CJCE, 9 décembre 1997, n° C-353/95 P
COUR DE JUSTICE DES COMMUNAUTÉS EUROPÉENNES
Arrêt
PARTIES
Demandeur :
Tiercé Ladbroke (SA)
Défendeur :
Commission des Communautés européennes, République française
COMPOSITION DE LA JURIDICTION
Président :
M. Rodríguez Iglesias
Présidents de chambre :
MM. Gulmann, Ragnemalm, Schintgen
Avocat général :
M. Cosmas
Juges :
MM. Mancini, Kapteyn (rapporteur), Murray, Edward, Puissochet, Hirsch, Jann
Avocats :
Mes Lever, Vajda, Kon.
LA COUR,
1. Par requête déposée au greffe de la Cour le 17 novembre 1995, Tiercé Ladbroke SA (ci-après "Ladbroke") a, en vertu de l'article 49 du statut CE de la Cour de justice, formé un pourvoi contre l'arrêt du Tribunal de première instance du 18 septembre 1995, Tiercé Ladbroke/Commission (T-471-93, Rec. p. II-2537, ci-après l'"arrêt entrepris"), par lequel celui-ci a rejeté le recours de Ladbroke visant à l'annulation de la décision de la Commission contenue dans sa lettre du 18 janvier 1993, rejetant une plainte (IV-34.013) déposée par Ladbroke au titre des articles 92 et 93 du traité CEE (ci-après la "décision litigieuse").

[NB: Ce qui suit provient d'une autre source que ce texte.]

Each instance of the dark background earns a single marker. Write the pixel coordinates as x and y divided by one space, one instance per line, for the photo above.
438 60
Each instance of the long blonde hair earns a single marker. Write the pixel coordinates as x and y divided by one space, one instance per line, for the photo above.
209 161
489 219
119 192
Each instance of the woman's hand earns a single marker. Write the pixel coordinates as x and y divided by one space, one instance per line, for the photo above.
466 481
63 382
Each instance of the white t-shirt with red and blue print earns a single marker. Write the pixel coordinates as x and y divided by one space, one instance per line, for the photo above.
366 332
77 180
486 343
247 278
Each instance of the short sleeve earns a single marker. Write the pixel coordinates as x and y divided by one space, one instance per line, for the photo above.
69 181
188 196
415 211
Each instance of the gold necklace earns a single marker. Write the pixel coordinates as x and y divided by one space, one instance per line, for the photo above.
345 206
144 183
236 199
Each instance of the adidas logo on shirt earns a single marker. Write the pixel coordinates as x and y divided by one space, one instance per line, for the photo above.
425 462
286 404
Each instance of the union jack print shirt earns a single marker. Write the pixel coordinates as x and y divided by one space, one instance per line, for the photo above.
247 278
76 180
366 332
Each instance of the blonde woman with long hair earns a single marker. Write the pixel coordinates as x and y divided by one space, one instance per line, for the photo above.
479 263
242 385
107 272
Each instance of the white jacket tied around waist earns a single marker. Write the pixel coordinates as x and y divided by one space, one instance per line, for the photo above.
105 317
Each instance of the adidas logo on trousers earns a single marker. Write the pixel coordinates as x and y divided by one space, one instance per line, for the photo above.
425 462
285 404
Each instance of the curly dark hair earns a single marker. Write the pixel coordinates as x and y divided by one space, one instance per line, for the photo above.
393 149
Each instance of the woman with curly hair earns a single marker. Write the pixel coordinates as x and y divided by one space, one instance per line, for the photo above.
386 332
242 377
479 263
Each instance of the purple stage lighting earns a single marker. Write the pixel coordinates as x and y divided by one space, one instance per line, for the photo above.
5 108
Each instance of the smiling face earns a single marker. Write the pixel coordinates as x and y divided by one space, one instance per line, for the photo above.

2. Il ressort de l'arrêt entrepris que, le 18 mars 1991, le Pari mutuel urbain français (ci-après le "PMU"), groupement d'intérêt économique constitué par les principales sociétés de courses en France et bénéficiant des droits exclusifs pour l'organisation en France des paris sur les courses de chevaux pris hors hippodrome, pour la prise de paris à l'étranger sur les courses organisées en France et pour les paris pris en France sur les courses de chevaux organisées à l'étranger, ainsi que le Pari mutuel unifié belge, association sans but lucratif, et la SC auxiliaire PMU belge, société coopérative qui est son auxiliaire (ci-après appelés ensemble le "PMU belge"), constitués par les onze sociétés de courses de chevaux belges, ont conclu un accord en vertu duquel le PMU est autorisé à prendre en France, au nom du PMU belge, des paris sur des courses de chevaux belges (ci-après l'"accord litigieux") (points 1 à 3 de l'arrêt entrepris).
3. L'accord litigieux a été conclu dans le cadre de la législation française, en particulier de la loi de finances n° 64-1279, du 23 décembre 1964, pour l'année 1965 (ci-après la "loi n° 64- 1279"). Cette loi prévoit, en son article 15, paragraphe 3, que les sociétés de courses de chevaux autorisées à organiser le pari mutuel en dehors des hippodromes peuvent être habilitées à recevoir des paris engagés en France sur des courses étrangères, dans la mesure où les paris enregistrés sont centralisés et incorporés dans la répartition en liaison directe avec le ou les organismes chargés de gérer le pari mutuel dans le pays considéré. Selon cette même disposition, les paris ainsi recueillis sont soumis aux prélèvements légaux et fiscaux en vigueur dans le pays où la course est organisée et le produit de ces prélèvements est réparti entre le pays où les paris sont recueillis et celui où la course est disputée. La répartition ainsi effectuée peut comprendre une part spéciale consacrée aux frais de gestion (point 4 de l'arrêt entrepris).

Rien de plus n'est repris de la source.